Las ciudades también deben distinguir entre las funciones que se benefician de la optimización central y las que requieren autonomía local.

Una plataforma de inteligencia artificial puede calcular el patrón de tráfico más eficiente en toda un área metropolitana. La intersección individual aún debe saber qué hacer si pierde contacto con esa plataforma.

El principio se asemeja al diseño moderno de las redes eléctricas. Una coordinación central sofisticada puede mejorar el rendimiento general mientras los sistemas locales protegen las operaciones esenciales cuando la comunicación desaparece.

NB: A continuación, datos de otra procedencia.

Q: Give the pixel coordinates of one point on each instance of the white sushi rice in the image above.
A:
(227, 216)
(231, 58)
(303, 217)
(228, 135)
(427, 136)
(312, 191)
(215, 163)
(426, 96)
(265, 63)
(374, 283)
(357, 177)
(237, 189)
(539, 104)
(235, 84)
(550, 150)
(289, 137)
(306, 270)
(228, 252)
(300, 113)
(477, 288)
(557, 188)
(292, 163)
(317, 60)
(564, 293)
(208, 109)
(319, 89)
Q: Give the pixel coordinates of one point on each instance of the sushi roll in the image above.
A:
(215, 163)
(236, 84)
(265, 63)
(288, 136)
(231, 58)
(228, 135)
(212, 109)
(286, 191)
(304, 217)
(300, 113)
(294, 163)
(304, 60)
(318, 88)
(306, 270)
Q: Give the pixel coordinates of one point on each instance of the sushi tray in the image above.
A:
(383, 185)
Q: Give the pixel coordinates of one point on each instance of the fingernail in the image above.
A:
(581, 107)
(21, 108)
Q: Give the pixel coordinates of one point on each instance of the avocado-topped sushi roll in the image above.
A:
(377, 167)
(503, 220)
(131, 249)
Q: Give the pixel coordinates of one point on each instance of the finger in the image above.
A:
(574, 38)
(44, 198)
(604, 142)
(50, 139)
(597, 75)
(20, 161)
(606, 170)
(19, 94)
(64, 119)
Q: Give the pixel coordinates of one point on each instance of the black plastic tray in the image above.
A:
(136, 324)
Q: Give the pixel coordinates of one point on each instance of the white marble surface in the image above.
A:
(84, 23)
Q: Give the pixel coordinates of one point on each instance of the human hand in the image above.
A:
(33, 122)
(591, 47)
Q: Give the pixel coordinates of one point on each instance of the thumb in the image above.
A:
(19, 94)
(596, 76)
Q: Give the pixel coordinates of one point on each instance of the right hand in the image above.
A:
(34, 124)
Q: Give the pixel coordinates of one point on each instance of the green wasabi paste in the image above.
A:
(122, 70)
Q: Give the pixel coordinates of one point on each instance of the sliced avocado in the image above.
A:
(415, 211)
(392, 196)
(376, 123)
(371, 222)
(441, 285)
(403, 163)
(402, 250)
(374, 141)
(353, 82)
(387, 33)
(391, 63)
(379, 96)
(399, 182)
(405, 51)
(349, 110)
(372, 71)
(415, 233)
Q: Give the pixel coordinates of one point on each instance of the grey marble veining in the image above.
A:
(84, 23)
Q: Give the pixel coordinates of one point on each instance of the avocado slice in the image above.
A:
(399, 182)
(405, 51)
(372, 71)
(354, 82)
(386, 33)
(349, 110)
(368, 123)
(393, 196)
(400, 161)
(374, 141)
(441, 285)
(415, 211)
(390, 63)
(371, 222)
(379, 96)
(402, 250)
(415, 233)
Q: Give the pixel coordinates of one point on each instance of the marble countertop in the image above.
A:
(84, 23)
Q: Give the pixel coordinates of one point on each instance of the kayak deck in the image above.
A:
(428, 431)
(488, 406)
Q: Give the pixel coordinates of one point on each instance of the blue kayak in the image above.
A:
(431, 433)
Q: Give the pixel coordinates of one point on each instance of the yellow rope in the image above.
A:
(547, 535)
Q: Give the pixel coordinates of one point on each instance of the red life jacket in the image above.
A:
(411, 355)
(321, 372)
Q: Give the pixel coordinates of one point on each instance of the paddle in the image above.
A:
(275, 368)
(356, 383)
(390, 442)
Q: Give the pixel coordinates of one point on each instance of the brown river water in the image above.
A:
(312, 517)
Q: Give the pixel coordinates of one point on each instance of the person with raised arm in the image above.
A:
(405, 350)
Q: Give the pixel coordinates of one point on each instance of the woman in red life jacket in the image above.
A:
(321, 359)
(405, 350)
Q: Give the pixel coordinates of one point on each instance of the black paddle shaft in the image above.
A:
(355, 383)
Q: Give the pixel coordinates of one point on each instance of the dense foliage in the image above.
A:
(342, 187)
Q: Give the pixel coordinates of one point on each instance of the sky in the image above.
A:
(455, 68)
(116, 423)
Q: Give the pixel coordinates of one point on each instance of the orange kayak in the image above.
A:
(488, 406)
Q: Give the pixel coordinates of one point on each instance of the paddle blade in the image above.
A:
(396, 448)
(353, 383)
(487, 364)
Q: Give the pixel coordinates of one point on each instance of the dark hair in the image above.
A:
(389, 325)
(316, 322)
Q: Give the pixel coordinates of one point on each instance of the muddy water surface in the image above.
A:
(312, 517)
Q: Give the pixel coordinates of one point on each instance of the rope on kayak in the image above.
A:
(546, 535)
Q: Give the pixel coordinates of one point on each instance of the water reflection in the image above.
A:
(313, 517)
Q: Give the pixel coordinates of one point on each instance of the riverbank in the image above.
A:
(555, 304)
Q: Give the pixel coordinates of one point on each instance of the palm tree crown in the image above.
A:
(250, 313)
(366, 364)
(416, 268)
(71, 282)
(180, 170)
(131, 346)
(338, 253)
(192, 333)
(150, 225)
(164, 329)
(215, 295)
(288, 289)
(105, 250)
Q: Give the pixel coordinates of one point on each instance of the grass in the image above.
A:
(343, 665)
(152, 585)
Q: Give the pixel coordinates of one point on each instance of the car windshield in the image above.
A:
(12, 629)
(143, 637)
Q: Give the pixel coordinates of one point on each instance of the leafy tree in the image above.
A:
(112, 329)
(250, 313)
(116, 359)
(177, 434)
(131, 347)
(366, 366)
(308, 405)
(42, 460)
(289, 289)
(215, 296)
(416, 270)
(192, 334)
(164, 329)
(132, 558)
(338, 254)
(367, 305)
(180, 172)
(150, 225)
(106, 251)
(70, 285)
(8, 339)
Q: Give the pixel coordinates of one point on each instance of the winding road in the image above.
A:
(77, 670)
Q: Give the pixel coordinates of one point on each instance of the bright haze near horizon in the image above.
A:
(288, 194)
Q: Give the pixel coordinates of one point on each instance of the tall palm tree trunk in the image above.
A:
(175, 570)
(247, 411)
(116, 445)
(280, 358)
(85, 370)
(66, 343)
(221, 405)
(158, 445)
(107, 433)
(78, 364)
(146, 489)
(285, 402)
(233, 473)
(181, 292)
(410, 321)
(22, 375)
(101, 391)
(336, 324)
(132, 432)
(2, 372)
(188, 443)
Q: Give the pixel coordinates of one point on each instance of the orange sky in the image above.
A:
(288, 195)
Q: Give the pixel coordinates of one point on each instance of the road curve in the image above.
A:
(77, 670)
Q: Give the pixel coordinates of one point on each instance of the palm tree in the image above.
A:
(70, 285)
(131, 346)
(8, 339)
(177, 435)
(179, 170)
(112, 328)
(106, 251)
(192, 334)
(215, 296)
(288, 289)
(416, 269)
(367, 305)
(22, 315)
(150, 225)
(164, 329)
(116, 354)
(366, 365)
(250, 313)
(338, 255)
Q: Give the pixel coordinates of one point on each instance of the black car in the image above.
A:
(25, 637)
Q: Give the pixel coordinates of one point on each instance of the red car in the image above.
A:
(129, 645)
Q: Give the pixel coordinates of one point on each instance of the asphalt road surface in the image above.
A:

La infraestructura inteligente se vuelve más fuerte cuando la inteligencia se distribuye en lugar de concentrarse en un solo centro de control.

Esa arquitectura puede parecer menos elegante en una diapositiva de presentación. Es considerablemente más útil durante una interrupción.

La ciudad más inteligente puede ser aquella que logra volverse temporalmente estúpida

La tecnología urbana suele venderse a través de su capacidad máxima. Más sensores. Más automatización. Más análisis predictivo. Más integración. Las ciudades también deberían evaluar la capacidad mínima.

¿Cuál es la menor cantidad de tecnología que necesita la red de agua para seguir suministrando agua? ¿Qué debe preservar la infraestructura de tráfico para evitar cruces peligrosos? ¿Qué sistemas de edificios pueden funcionar localmente? ¿Cuánta red de transporte sigue funcionando si desaparece una gran plataforma de datos?

Estas preguntas cambian la definición de una ciudad inteligente. Un sistema urbano verdaderamente inteligente no depende de que todo funcione perfectamente a la vez.

Espera que los componentes individuales fallen. Aisla los problemas. Preserva los servicios esenciales. Da a las personas suficiente información y autoridad para intervenir.

La ciudad del futuro puede contener más automatización que cualquier ciudad anterior. Su resiliencia dependerá en parte de si aún sabe qué hacer sin ella.